When the DVD came along it did solve a couple of the problems that consumers had with VHS tapes, it was easier to store, it lasted longer. DVDs if properly cared for do last much longer the VHS tapes, but lets face most of us have a few scratch disk just to remind us how fragile and expensive they were Which meant that the local brick and mortar video store like Blockbuster still seem to make sense business wise. Then in 1997 Netflix came into being and turned the video rental world upside down. Marc Randolph and Reed Hasting the founders of Netflix realized that DVDs could be easily and cheaply shipped by mail. What DVDs were available was no longer limited by the size of the local video store. As longer as the movie was available for distribution, then any Netflix member could have a DVD within 3 business days. Plus early in its existence Netflix got rid of late fees, something that consumers hated about Blockbuster. Still you had to wait 3 days to get a new video from Netflix, while a video from Blockbuster was available at anytime as long as the store was open. This meant that for most consumers especially those with children Blockbuster was still the first option. It was however an option that had reached its peak and was on the decline. Blockbuster, unfortunately thought that DVDs by mail was the future, when in reality that method had already started on its downward trend,by the time they embraced it.

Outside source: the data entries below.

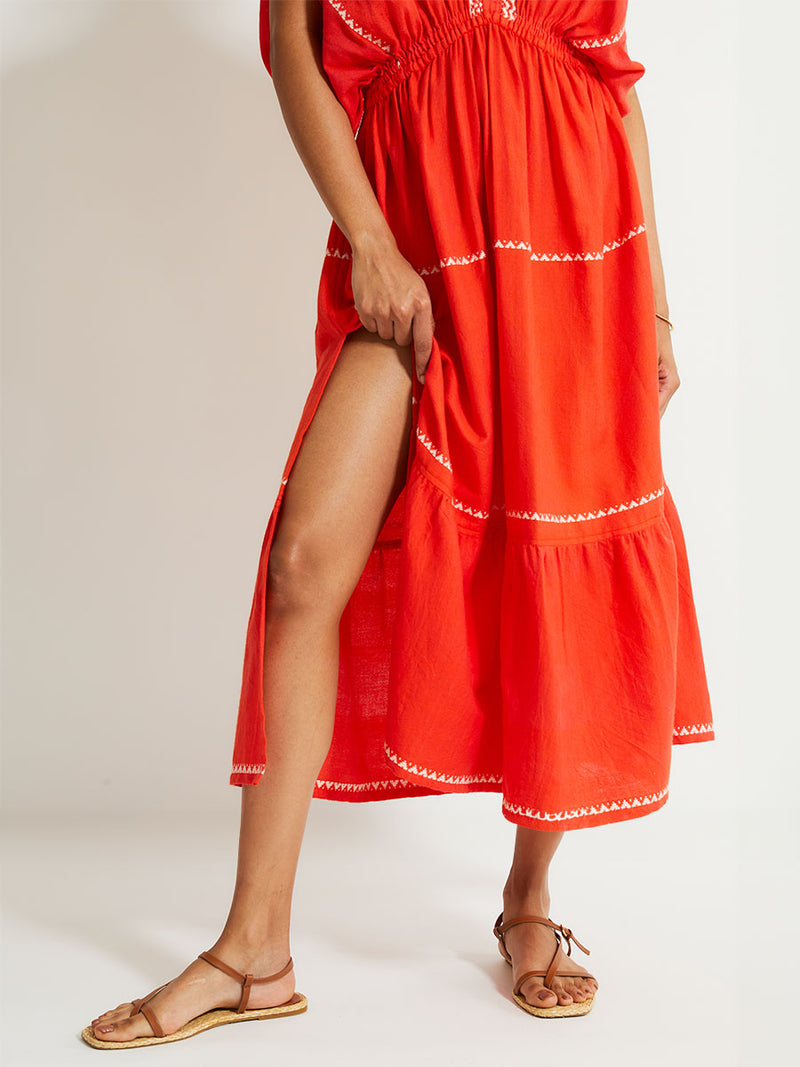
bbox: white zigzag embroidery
[506,485,665,523]
[317,778,409,793]
[569,26,625,48]
[325,222,646,276]
[327,0,391,53]
[383,742,502,785]
[417,446,666,523]
[417,427,452,471]
[673,722,714,737]
[502,789,668,823]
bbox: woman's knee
[267,530,349,615]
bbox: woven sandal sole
[81,993,308,1049]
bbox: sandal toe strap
[128,983,167,1037]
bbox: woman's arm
[622,86,681,415]
[270,0,433,381]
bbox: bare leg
[93,328,412,1040]
[502,826,597,1007]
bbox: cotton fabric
[230,0,715,830]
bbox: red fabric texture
[230,0,715,830]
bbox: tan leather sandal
[494,912,597,1019]
[81,952,308,1049]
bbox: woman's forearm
[622,87,670,317]
[270,0,394,250]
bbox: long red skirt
[230,0,715,830]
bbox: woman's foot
[502,894,598,1007]
[91,938,294,1041]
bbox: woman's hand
[656,319,681,418]
[351,235,434,382]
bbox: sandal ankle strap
[197,952,293,1015]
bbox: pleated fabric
[230,0,715,830]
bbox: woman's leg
[502,826,598,1007]
[93,328,412,1040]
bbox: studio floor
[3,794,798,1067]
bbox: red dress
[230,0,715,830]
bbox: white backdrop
[2,0,750,812]
[2,0,800,1065]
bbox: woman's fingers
[351,246,434,382]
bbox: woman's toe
[519,978,558,1007]
[94,1015,153,1041]
[553,982,572,1004]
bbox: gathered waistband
[364,9,597,109]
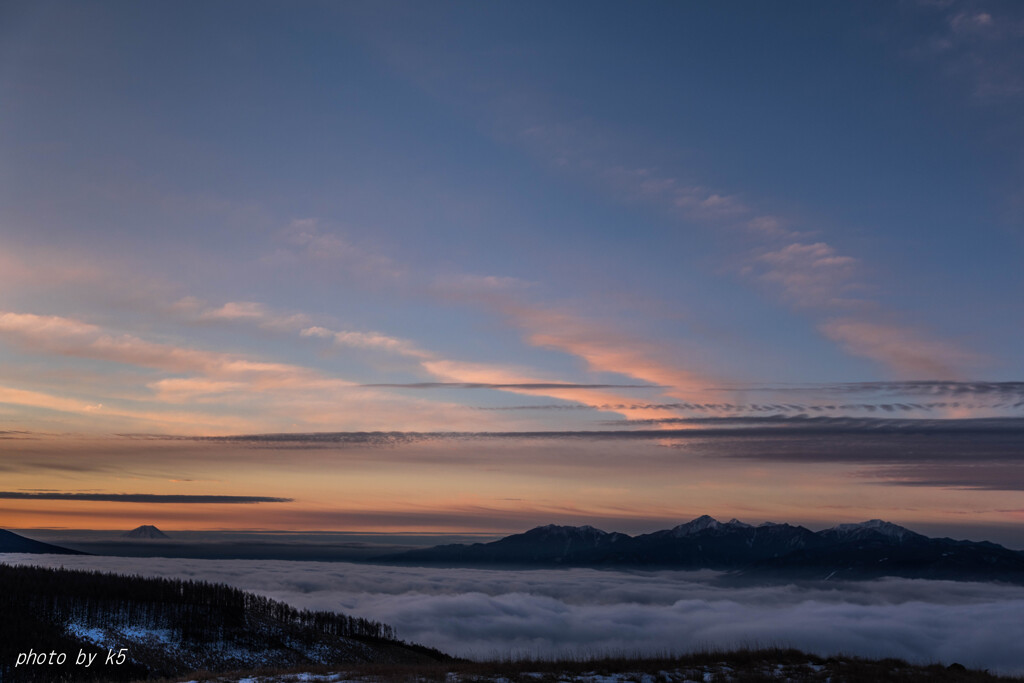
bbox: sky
[0,0,1024,547]
[12,554,1024,676]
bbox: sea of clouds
[0,554,1024,674]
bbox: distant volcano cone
[121,524,168,539]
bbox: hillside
[0,528,88,555]
[0,564,447,683]
[167,648,1024,683]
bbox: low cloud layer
[4,555,1024,673]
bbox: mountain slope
[121,524,169,539]
[0,564,447,681]
[0,528,88,555]
[378,515,1024,584]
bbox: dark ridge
[376,515,1024,585]
[0,564,449,683]
[0,528,89,555]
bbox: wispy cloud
[752,242,862,307]
[359,382,664,387]
[0,490,294,505]
[819,317,984,380]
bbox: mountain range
[121,524,168,539]
[377,515,1024,584]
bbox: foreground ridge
[0,564,449,683]
[163,648,1024,683]
[377,515,1024,584]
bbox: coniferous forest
[0,564,444,683]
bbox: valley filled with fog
[8,554,1024,673]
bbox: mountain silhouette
[0,528,88,555]
[377,515,1024,584]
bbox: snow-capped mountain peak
[831,519,919,541]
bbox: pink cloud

What Blockbuster never saw coming, was the effect high speed broadband and the integration of the computer and the TV would have on the industry. High speed broadband means that both streaming and downloading movies over the Internet are now not only possible, but also practical. Also companies like Apple, TiVo, Roku and Microsoft are now offering easy ways for consumers to view downloaded or streaming video on their TV’s. Netflix caught on to this almost immediately and started offering the ability to stream a movie to your computer or set top box along with renting a physical copy. Adding to the pressure against Blockbuster were companies like Apple and Amazon which offer the ability to download movies for viewing at anytime. The final nail in Blockbuster coffin was the explosive popularity of the smartphone market starting with the Iphone and faster more reliable mobile networking. This meant that people could watch a streaming or downloaded video in the palm of their hands at a touch of a button. Blockbuster was clearly unable to change with the times and bankruptcy is the result.